Tim Pengawal dan Pengaman Pemerintahan dan Pembangunan (TP4) yang menjadi paradigma baru dalam penegakan hukum yang berbasis pada paradigma korektif, restoratif dan rehabilitatif. Keberhasilan TP4 dalam melakukan pendampingan, pengawalan dan mengamankan terutama terhadap proyek-proyek strategis telah dianggap menjadi good practice bagi aparat penegak hukum untuk menghadirkan hukum yang menopang & mendukung percepatan pembangunan.

Jaksa Agung berpandangan bahwa untuk percepatan pembangunan ekonomi, maka upaya penegakan hukum tidak hanya sekedar ditekankan pada upaya penindakan (represif), melainkan juga mengedepankan upaya pencegahan (preventif) selaras dengan Economic Analysis of Law dimana hukum ditempatkan sebagai instrumen untuk menjaga proses pembangunan ekonomi nasional dan global agar dapat mencapai hasil yang optimal.

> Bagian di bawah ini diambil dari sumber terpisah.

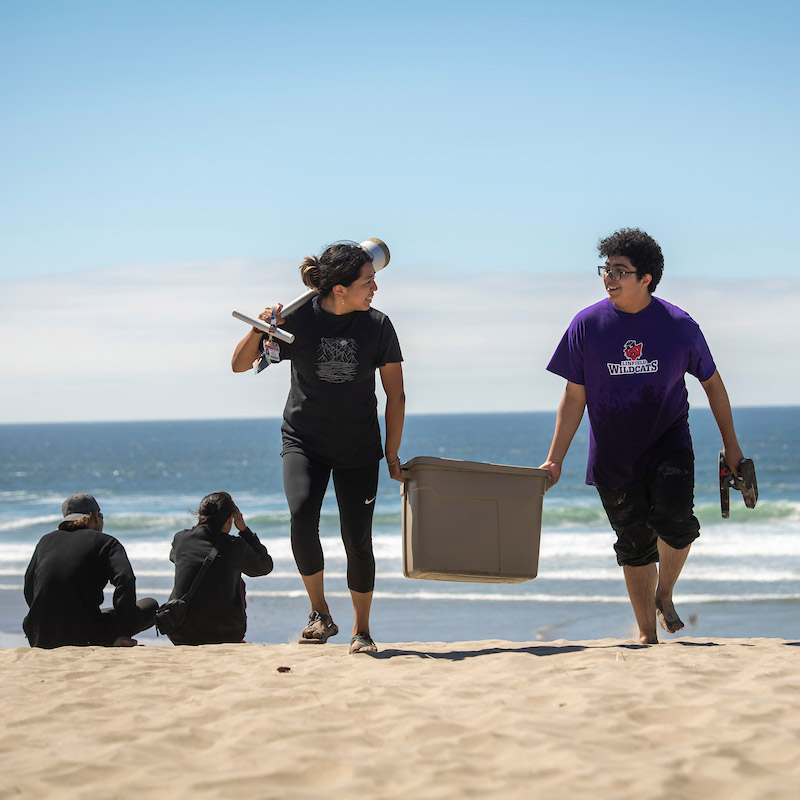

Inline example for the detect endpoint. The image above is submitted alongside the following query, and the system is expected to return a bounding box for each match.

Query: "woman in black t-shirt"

“Hukum dan penegakan hukum mampu meniadakan sekat-sekat perbedaan sistem dan yurisdiksi dari masing-masing kawasan, tempat dan negara, namun sebaliknya keanekaragaman sistem hukum dan perbedaan jurisdiksi justru akan menjadi sebuah kekuatan besar apabila dapat disatukan, dicarikan titik temu dan dikelola dengan baik, saling mengisi dan saling melengkapi melalui koordinasi dan hubungan kerjasama. kata Jaksa Agung RI di Chinna.

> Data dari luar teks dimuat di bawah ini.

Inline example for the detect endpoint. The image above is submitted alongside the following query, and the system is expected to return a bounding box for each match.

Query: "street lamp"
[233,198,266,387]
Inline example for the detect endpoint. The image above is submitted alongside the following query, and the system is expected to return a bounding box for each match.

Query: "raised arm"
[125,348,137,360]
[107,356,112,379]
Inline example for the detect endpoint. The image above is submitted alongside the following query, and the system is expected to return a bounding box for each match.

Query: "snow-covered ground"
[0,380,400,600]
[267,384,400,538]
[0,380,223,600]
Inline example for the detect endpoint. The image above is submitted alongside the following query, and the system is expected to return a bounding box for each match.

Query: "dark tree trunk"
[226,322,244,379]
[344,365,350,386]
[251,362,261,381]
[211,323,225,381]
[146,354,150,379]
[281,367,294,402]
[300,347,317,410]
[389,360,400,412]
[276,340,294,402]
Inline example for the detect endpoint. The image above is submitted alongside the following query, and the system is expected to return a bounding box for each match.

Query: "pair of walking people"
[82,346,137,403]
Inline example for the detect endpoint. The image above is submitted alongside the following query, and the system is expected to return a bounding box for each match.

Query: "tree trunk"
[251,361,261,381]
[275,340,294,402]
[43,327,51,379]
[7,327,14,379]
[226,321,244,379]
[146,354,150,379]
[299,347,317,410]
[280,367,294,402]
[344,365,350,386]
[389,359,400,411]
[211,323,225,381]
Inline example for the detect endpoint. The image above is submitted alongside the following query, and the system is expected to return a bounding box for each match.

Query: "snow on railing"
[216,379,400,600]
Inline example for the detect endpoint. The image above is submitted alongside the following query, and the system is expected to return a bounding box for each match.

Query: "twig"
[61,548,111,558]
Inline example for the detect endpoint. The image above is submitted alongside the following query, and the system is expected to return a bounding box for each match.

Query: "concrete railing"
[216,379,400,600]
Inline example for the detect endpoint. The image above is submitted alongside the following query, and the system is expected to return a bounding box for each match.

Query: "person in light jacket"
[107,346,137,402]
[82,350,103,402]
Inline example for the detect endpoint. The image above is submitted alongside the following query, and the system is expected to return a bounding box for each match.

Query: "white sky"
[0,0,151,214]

Jaksa Agung mengajak semua negara terutama yang hadir dalam forum ini membuat komitmen: “marilah wujudkan kawasan ASEAN & China yang aman dan kondusif guna mendukung suksesnya Belt & Road Initiative yang demikian penting dan strategis ini”.

Pernyataan, pandangan dan berbagai pemikiran yang disampaikan Jaksa Agung mendapatkan perhatian, applause dan pujian delegasi negara China & ASEAN yang hadir, termasuk President & Vice President China Law Society, Kepala Kejaksaan Guangxi, akademisi dan praktisi hukum lainnya.